In a previous life, I lived in Utah. Every year they would have a Messiah sing in. The symphony hall where it was preformed held thousands. Everyone brought their sheet music. It was 360 degree stereo. Very beautiful with all the parts dancing all around your ears.
I like this recording.
It features the soprano Kiri te Kanawa.
What is your favorite?
Robert Shaw and the Atlanta Symphony Orchestra & Chamber Chorus, with Kaaren Erickson. Sylvia McNair, Alfredo Hodgson, Jon Humphrey and Richard Stilwell.
Eugene Ormandy and the Philadelphia Orchestra and the Mormon Tabernacle Choir, with Eileen Farrell, Martha Lipton, Davis Cunningham and William Warfield. It’s remastered.

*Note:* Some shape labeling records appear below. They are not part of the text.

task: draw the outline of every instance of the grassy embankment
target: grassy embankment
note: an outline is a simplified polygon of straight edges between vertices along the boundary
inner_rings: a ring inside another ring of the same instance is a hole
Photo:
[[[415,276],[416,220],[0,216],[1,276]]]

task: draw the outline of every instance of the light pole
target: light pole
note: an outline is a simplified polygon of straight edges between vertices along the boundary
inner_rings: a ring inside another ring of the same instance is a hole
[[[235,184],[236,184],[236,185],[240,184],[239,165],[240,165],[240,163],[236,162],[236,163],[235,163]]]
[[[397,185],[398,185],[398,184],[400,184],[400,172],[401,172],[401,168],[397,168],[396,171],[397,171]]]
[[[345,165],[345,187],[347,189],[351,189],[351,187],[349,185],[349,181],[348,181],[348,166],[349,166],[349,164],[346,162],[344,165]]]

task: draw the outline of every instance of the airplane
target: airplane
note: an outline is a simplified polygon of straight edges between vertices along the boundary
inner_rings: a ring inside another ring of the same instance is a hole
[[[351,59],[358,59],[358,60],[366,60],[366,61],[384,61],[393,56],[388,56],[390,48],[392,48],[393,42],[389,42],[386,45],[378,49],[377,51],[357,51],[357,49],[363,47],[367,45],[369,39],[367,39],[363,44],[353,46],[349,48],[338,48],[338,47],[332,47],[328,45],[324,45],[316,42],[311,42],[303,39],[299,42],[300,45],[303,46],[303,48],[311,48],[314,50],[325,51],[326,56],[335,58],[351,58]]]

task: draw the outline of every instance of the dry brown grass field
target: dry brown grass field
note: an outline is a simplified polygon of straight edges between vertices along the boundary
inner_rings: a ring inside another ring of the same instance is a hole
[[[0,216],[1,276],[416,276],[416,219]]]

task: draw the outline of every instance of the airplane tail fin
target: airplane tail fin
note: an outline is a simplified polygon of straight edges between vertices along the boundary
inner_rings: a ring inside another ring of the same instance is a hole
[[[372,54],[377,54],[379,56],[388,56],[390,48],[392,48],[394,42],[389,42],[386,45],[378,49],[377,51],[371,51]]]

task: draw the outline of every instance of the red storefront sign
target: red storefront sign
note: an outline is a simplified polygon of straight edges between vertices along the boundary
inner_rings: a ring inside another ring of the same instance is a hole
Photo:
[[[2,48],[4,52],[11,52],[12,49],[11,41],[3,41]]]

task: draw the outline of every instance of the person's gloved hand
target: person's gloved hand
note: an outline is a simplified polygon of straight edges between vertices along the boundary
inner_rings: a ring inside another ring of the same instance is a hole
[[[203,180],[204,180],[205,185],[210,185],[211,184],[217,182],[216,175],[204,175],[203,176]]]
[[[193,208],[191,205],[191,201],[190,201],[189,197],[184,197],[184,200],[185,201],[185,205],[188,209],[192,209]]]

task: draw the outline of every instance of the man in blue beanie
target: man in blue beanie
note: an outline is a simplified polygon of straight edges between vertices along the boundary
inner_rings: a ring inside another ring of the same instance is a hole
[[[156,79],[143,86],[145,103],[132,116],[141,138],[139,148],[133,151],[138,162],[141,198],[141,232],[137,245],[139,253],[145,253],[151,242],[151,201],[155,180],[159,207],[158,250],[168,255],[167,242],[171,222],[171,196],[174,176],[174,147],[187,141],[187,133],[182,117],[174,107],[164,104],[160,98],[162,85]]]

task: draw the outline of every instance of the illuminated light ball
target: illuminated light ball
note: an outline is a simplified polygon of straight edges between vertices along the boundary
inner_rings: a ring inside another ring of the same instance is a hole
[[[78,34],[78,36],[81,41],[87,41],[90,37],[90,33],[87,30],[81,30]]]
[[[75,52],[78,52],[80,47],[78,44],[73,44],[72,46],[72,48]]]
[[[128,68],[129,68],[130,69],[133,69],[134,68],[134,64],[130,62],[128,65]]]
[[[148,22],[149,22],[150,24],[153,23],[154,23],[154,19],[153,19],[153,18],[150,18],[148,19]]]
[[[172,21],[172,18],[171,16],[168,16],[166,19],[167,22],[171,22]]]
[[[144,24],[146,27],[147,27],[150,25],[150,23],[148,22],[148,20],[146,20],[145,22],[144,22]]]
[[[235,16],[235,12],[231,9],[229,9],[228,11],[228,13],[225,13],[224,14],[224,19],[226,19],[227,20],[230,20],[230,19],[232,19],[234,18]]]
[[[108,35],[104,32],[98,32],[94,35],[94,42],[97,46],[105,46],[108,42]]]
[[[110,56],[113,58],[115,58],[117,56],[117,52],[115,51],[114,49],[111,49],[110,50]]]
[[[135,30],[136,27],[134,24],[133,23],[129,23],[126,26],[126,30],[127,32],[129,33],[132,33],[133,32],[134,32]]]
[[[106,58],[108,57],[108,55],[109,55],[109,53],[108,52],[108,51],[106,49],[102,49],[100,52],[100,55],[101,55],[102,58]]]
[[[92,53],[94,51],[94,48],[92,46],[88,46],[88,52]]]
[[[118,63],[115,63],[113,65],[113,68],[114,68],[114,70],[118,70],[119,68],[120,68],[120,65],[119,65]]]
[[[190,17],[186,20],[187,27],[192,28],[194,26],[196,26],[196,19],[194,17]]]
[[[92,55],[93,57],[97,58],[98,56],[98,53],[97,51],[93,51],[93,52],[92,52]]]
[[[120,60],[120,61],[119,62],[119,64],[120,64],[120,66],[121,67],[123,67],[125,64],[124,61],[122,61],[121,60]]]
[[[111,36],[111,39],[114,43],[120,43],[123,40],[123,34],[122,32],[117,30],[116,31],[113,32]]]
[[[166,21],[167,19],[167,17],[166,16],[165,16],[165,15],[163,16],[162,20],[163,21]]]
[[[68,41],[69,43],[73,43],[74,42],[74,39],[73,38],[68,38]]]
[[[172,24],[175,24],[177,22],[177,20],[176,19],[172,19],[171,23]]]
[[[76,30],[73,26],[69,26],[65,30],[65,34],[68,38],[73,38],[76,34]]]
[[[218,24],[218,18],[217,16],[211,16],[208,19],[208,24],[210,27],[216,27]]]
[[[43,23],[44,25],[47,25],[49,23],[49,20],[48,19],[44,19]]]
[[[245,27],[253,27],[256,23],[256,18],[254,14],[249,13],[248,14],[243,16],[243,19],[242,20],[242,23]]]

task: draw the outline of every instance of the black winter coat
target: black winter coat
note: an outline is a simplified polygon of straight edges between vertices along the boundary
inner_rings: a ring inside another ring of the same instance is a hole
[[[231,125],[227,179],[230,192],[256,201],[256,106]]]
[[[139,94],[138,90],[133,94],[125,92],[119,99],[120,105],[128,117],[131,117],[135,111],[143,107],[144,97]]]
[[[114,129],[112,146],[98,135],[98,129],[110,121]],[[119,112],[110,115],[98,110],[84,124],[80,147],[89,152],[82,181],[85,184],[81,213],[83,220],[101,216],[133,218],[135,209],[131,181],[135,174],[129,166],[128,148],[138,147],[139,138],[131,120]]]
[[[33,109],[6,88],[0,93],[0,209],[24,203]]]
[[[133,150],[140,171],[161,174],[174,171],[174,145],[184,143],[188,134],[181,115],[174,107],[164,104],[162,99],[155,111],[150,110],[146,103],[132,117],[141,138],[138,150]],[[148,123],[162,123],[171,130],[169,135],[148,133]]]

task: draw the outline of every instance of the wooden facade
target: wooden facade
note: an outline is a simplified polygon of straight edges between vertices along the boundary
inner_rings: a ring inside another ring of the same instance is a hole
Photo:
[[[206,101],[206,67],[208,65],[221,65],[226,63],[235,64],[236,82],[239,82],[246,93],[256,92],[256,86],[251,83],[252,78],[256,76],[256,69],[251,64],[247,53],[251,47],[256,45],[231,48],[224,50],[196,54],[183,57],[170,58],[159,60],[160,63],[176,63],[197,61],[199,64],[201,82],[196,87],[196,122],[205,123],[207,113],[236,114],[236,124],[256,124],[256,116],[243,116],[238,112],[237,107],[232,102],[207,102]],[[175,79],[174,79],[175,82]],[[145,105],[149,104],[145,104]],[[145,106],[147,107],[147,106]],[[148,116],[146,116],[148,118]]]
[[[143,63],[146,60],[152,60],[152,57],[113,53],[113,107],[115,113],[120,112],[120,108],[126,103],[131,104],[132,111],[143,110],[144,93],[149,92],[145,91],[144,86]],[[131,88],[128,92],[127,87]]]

These are two very different recordings, and I enjoy them both. The Shaw recording has better sound, being a digital recording. It’s also more intimate than the Ormandy, which has the MTC, Eileen Farrell and William Warfield.
There’s a more recent recording with Sir David Willcocks conducting the MTC, but it’s gotten not very good reviews.
I love the 1976 recording by the Academy & Chorus of St Martin In The Fields, conducted by Sir Neville Marriner. Not as lush & ponderous as the Messiahs I remember from my youth; more stringently “period” versions may have been recorded since this one. It works for me…
One problem is that there are plenty of recordings of the great, well-known choruses, but few of the entire Messiah. For my own listening, I’ve gone through the two recordings and compared each track, compiling a hybrid of the better of the two.
My favorite Messiah recording is this very large scale performance.
It is a recreation of one of the massive performances of Messiah, original instruments but with a huge choir. I’ve had this CD since college and have listened to it every year during Advent and Easter.
My favorite is the one I’ve been listening to for over 50 years: the Scherchen mono performance of 1953. Reduced orchestra and chorus. No double-dotted notes. Follows the Schirmer edition almost exactly. The slow tempi are SLOW. The tenor and soprano soloists are a bit atypical, perhaps.
My turntable gave up the ghost, so I hadn’t heard it for a number of years until someone posted FLAC files of the 1990s CD reissue on Usenet. I see now that it was also reissued on CD in 2004. That’s no longer available, but iTunes has it. And I’m absolutely sure it’s the same version, because in a preview of one track, I can hear the original print-through at one point!
And, of course, someone has posted the whole thing on YouTube.
The library has the Marriner and the Pinnock, and I suppose I should check them out some time.